The aunt who loves to bake- even better.  Another aunt who swiped everyone’s bread nine years ago – rats!  A long lost relative from New Mexico – last seen in the early ’70’s.  Hmm.  

Long experience with this crowd convinces me that there’s truth to the saying "When you see a relative, you find a thorn."  What, after all, do the diplomat, the lobsterman, the business executive, and the fire-fighter have in common other than that they’re all trying to cook breakfast for their families simultaneously while bickering over who gets which camp outboard for fishing today?

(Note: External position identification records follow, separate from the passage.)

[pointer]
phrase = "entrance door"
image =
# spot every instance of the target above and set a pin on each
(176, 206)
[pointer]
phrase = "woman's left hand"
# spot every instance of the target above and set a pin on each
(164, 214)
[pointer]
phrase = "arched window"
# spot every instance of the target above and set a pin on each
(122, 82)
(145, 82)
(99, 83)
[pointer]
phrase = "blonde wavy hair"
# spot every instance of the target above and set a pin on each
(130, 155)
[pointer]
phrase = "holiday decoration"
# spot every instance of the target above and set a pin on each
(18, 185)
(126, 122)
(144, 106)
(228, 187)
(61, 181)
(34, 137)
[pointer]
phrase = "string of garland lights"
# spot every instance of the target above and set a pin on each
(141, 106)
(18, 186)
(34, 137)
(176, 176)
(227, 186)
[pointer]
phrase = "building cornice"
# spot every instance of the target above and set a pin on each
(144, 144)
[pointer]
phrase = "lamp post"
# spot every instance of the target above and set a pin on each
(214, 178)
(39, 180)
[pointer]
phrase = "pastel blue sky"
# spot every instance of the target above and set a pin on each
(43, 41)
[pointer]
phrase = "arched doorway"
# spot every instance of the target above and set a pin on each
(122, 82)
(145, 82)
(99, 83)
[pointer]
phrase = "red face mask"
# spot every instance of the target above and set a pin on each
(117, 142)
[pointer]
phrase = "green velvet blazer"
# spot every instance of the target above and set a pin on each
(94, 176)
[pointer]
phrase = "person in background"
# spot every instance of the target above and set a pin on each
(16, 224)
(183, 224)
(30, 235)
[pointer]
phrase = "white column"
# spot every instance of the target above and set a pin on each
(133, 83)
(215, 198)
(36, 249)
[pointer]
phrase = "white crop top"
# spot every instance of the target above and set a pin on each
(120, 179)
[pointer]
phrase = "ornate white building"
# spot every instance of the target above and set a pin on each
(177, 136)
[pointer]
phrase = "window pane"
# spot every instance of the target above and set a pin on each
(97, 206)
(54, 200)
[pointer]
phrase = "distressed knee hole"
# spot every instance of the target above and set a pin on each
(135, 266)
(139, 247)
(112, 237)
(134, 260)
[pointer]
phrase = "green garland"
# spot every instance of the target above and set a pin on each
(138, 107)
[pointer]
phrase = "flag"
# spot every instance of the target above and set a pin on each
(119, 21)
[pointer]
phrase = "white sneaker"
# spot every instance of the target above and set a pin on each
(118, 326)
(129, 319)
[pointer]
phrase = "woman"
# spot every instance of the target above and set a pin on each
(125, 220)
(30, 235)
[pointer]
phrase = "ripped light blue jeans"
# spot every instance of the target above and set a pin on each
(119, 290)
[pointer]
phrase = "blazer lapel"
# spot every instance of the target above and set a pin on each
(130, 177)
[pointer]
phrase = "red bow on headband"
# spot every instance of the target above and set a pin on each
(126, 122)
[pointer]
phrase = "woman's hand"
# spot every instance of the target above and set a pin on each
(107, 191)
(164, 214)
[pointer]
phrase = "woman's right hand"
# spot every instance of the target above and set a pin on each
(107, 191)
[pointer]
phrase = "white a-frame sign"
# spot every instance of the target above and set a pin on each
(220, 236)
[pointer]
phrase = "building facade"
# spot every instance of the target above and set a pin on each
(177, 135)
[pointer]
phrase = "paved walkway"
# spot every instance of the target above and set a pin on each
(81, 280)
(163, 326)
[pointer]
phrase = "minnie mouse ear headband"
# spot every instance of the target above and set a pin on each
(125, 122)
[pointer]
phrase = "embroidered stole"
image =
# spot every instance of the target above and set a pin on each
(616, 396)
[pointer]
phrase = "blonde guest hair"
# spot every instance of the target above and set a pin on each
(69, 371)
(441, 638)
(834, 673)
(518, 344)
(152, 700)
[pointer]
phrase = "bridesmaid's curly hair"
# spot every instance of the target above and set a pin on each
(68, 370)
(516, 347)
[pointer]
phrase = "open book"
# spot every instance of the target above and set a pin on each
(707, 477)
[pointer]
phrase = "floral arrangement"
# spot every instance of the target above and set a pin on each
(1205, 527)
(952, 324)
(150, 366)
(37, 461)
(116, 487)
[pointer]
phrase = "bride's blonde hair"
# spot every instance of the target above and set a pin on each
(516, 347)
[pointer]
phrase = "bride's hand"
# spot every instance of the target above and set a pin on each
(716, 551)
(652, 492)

But every year we manage to stay together.  The low-tech nature of the place requires us to make our own entertainment; and fishing expeditions, picnics, ping-pong tournaments, and Monopoly all require lots of people.  And it is family:  a shared history with people and place help smooth over the bumps. Plus there’s always some crisis that demolishes barriers:  boats break down; skunks get into the cottage; the kitchen loses power for a week and we must cook meals for thirty on a tiny gas grill. At such times you find yourself confessing vulnerabilities to cousins you barely know and, together, you figure out how to cope. Unlikely people rise to the occasion, revealing surprising talents for things like navigation, charades, or making a four course meal out of whatever’s lying around.  I’ve often thought the island motto should be "Deal with it", for that’s what you have to do – and that’s what families do.

As a result, my wife’s family – large and scattered though it is – is one of the tightest I know.  My children know all their cousins –  including third cousins and second-cousins-once-removed – and know them well.  And every year, though I arrive wondering why I’m putting myself through this again, I leave with regret.